What to Do If You’re Denied

A denial isn’t necessarily the final answer. Insurance appeals for Wegovy do succeed, particularly when the medical necessity case is strong. In one New York state case, a denial was overturned after the patient documented that she had tried diet and exercise for 12 months without success, had obesity-related conditions including liver cysts and high cholesterol, and had tried all formulary alternatives.

If your claim is denied, ask your insurer for the specific reason in writing. Common reasons include not meeting BMI requirements, insufficient documentation of prior weight loss attempts, or the drug not being on your plan’s formulary. Your doctor can submit a letter of medical necessity as part of a formal appeal, citing the FDA approval and peer-reviewed evidence for semaglutide in obesity treatment. Most states require insurers to process appeals within 30 to 60 days.

Costs With and Without Coverage

If your commercial insurance covers Wegovy, a manufacturer savings card from Novo Nordisk can bring your copay down to as little as $25 per month, with up to $100 in savings per monthly fill. This card is available to people with commercial insurance that covers the drug, but it excludes anyone on Medicare, Medicaid, TRICARE, VA benefits, or other government programs. It also won’t work if your insurer uses an accumulator adjustment or copay maximizer program, which some plans have implemented to prevent manufacturer coupons from counting toward your deductible.

If you don’t have insurance coverage at all, Novo Nordisk offers self-pay pricing through its NovoCare pharmacy. New patients pay $199 per month for the two lowest doses (0.25 mg and 0.5 mg) for their first two fills, then $349 per month for injectable doses and $149 per month for the oral pill formulation. The higher-dose injectable pen (7.2 mg) runs $399 per month at self-pay pricing. These prices are significantly lower than the full list price and are available for pharmacy pickup or home delivery.
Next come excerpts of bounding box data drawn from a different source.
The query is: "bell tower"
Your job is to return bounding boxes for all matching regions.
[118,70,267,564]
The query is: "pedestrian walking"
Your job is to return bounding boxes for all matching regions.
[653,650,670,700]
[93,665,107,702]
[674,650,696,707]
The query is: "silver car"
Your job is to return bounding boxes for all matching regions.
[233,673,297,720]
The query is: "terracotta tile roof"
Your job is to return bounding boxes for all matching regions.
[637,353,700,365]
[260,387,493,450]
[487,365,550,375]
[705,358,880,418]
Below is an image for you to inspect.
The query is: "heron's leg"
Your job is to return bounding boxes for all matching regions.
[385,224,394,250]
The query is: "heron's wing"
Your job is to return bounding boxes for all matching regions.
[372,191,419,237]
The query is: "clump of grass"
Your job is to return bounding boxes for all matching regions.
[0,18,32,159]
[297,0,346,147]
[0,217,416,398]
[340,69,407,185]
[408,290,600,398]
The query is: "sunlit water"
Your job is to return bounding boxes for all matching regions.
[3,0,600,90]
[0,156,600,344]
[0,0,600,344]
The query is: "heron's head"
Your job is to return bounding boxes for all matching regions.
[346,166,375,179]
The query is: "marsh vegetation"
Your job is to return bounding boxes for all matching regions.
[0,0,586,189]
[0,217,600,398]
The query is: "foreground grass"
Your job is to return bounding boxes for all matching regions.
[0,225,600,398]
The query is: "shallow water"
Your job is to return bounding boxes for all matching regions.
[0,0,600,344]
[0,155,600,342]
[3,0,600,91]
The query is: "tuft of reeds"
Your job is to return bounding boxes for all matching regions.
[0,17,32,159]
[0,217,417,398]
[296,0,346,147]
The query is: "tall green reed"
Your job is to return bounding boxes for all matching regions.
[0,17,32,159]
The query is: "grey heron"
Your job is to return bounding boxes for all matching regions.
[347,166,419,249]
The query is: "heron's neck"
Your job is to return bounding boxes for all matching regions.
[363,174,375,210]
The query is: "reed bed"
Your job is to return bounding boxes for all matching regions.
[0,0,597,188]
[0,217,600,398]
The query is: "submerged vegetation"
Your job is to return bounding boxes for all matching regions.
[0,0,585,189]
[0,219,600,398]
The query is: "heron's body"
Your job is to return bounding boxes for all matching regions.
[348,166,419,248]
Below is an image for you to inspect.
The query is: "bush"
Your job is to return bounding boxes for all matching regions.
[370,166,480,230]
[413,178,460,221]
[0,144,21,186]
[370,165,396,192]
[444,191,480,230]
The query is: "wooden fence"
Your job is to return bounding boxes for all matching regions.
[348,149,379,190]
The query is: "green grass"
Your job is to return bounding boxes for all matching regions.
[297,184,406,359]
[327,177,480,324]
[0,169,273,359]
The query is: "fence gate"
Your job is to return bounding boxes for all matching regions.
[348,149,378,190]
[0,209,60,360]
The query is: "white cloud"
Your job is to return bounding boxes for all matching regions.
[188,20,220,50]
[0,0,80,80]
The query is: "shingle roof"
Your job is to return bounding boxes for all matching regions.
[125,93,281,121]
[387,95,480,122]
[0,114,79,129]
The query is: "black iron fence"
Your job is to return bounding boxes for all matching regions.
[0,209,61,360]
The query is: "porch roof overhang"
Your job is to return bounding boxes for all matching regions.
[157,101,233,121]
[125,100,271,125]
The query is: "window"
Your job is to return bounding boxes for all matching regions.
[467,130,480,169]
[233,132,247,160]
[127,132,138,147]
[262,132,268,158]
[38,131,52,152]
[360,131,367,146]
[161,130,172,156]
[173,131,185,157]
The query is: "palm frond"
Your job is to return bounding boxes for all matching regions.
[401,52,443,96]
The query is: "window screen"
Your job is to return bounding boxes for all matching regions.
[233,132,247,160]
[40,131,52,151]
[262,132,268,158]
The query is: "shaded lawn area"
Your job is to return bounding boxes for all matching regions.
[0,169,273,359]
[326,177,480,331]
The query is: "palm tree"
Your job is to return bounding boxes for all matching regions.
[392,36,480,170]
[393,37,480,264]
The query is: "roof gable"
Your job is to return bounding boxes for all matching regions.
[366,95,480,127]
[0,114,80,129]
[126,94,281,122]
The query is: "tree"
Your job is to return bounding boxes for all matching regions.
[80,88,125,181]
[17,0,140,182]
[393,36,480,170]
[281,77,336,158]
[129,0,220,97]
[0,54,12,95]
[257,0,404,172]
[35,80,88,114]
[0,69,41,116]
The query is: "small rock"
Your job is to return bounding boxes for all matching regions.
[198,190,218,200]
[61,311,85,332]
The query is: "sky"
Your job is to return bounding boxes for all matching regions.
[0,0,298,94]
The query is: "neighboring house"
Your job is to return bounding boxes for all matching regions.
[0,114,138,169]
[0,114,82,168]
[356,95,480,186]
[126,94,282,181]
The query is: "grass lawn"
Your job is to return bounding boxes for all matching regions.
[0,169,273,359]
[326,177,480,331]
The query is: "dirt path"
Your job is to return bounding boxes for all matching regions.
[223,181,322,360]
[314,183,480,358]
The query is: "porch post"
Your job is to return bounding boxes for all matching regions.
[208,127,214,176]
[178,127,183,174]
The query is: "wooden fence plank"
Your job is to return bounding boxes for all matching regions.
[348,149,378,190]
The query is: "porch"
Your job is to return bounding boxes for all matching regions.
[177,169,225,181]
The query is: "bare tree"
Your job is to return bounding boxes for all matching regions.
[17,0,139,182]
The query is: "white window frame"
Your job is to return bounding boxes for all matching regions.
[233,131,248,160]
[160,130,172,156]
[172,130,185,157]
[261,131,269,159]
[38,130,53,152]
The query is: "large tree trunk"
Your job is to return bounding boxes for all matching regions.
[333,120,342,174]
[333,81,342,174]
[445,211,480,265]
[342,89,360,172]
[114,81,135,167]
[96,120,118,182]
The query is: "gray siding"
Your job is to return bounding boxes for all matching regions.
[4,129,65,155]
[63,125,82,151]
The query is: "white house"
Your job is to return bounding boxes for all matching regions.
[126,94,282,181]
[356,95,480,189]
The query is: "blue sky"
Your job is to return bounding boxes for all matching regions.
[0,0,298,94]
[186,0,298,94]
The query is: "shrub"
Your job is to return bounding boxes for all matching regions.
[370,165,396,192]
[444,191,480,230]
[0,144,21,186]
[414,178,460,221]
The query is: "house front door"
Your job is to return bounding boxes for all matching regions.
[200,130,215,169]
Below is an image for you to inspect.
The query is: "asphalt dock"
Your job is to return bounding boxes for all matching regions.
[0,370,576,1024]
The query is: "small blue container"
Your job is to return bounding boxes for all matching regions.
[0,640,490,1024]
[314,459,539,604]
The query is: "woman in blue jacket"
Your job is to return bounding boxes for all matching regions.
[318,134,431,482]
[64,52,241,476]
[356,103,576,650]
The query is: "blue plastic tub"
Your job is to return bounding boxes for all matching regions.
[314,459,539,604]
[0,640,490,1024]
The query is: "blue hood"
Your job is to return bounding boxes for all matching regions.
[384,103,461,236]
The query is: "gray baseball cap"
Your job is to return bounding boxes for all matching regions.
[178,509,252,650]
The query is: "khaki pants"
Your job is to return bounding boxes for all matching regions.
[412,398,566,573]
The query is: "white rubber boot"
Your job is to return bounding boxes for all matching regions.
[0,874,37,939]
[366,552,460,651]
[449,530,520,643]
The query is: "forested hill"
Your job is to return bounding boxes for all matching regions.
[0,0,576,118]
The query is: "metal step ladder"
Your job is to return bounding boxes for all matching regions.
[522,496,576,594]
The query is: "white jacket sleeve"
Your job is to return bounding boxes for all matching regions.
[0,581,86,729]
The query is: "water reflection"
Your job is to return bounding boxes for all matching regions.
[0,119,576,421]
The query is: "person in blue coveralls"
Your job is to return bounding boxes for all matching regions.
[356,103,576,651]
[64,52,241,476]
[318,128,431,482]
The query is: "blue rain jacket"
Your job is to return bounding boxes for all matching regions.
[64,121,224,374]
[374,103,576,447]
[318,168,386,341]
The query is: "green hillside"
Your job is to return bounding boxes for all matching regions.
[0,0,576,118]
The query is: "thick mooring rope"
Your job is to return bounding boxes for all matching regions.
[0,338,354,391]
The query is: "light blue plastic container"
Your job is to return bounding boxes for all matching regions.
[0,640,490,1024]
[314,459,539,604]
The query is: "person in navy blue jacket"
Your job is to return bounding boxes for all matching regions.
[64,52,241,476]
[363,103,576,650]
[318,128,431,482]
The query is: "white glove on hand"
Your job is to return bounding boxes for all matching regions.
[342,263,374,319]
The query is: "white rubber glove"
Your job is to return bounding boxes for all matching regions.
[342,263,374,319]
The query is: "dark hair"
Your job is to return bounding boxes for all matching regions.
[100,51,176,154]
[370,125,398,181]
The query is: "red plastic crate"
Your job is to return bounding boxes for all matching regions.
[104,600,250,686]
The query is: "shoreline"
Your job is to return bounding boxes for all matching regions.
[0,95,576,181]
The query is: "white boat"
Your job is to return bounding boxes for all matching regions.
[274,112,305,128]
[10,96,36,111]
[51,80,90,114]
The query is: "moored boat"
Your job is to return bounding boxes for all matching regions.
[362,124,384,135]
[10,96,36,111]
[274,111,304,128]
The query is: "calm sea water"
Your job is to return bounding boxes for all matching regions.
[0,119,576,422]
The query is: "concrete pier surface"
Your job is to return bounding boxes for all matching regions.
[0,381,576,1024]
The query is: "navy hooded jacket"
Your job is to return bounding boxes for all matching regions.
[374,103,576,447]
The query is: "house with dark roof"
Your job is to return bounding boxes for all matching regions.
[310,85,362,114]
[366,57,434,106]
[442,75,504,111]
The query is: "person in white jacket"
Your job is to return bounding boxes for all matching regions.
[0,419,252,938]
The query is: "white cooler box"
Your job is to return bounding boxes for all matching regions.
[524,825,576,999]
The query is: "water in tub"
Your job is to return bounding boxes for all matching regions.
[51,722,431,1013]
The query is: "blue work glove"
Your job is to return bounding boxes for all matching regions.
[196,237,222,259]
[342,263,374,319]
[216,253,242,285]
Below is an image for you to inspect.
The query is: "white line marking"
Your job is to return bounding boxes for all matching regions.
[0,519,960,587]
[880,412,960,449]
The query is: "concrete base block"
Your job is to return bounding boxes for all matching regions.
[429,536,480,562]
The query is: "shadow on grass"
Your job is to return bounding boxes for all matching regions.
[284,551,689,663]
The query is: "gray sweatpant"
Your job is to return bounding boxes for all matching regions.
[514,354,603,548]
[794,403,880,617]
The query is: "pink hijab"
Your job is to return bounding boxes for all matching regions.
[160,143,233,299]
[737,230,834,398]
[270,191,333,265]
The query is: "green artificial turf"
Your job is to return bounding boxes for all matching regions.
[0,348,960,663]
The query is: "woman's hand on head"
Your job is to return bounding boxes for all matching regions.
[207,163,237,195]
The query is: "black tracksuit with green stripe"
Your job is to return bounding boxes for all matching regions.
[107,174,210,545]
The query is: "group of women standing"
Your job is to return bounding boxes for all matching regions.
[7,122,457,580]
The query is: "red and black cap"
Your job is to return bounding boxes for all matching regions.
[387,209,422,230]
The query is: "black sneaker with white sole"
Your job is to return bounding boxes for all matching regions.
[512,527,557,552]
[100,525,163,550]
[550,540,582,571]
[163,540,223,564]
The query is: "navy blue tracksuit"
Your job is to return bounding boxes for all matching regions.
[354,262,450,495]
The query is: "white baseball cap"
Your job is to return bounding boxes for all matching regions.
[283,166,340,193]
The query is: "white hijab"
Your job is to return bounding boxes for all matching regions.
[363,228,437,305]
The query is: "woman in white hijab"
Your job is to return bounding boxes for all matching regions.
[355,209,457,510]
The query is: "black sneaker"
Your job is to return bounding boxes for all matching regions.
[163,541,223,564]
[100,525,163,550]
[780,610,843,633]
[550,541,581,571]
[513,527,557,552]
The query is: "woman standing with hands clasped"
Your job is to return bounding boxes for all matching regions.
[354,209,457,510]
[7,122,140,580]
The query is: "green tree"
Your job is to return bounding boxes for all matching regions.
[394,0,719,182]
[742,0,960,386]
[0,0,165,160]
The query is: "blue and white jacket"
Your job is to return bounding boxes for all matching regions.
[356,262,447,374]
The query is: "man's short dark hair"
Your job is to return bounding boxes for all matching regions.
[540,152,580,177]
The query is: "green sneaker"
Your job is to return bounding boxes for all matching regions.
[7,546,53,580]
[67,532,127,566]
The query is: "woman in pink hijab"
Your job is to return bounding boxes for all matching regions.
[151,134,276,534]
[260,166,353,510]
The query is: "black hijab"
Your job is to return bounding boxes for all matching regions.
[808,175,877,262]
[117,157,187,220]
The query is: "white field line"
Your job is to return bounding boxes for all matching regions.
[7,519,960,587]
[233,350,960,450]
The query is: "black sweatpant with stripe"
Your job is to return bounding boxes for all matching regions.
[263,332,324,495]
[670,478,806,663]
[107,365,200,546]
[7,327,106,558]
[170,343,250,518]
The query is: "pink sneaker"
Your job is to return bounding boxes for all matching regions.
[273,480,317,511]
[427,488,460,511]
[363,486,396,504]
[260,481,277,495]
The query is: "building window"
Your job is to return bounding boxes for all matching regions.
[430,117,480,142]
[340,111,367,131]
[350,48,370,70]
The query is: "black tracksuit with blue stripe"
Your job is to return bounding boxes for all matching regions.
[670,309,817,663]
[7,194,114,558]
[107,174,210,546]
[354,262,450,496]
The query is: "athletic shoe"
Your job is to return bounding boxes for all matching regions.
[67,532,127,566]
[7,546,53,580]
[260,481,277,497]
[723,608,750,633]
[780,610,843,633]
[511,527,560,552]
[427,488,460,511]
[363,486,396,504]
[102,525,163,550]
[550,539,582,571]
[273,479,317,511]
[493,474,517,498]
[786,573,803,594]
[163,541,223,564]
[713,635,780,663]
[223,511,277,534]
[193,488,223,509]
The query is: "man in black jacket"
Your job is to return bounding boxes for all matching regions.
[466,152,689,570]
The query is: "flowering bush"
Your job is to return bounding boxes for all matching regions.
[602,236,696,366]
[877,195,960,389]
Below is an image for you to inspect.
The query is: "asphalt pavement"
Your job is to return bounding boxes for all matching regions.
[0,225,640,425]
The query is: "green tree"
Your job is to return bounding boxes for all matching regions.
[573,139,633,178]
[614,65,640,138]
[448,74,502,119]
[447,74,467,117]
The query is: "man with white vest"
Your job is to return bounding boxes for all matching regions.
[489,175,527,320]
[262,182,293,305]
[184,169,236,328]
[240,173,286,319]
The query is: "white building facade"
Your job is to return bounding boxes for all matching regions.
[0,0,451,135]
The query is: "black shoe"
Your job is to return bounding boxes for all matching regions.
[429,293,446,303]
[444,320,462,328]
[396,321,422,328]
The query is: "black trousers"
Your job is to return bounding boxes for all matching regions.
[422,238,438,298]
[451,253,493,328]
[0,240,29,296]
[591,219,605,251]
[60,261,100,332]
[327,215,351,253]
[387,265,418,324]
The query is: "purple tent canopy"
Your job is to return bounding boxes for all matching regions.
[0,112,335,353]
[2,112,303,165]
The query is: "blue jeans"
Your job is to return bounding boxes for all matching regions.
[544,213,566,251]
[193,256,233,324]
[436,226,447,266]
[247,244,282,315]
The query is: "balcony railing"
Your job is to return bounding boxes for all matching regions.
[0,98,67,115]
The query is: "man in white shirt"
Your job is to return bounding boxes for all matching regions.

Federal employees and people on Affordable Care Act marketplace plans are eligible for the manufacturer savings card, since those are not classified as government programs for the purposes of the offer. State employee plans also qualify.

Why Coverage Is So Uneven

The core issue is cost. GLP-1 medications are among the most expensive drug categories insurers have ever faced, and the potential patient population is enormous. Roughly 40% of American adults have obesity, which means covering these drugs could represent a massive new expense for any plan. Employers and state Medicaid programs are weighing the long-term health savings of treating obesity against the immediate budget impact, and many are still landing on the side of exclusion. As prices come down through competition and as more FDA-approved uses expand required coverage categories, the insurance landscape is likely to keep shifting toward broader access.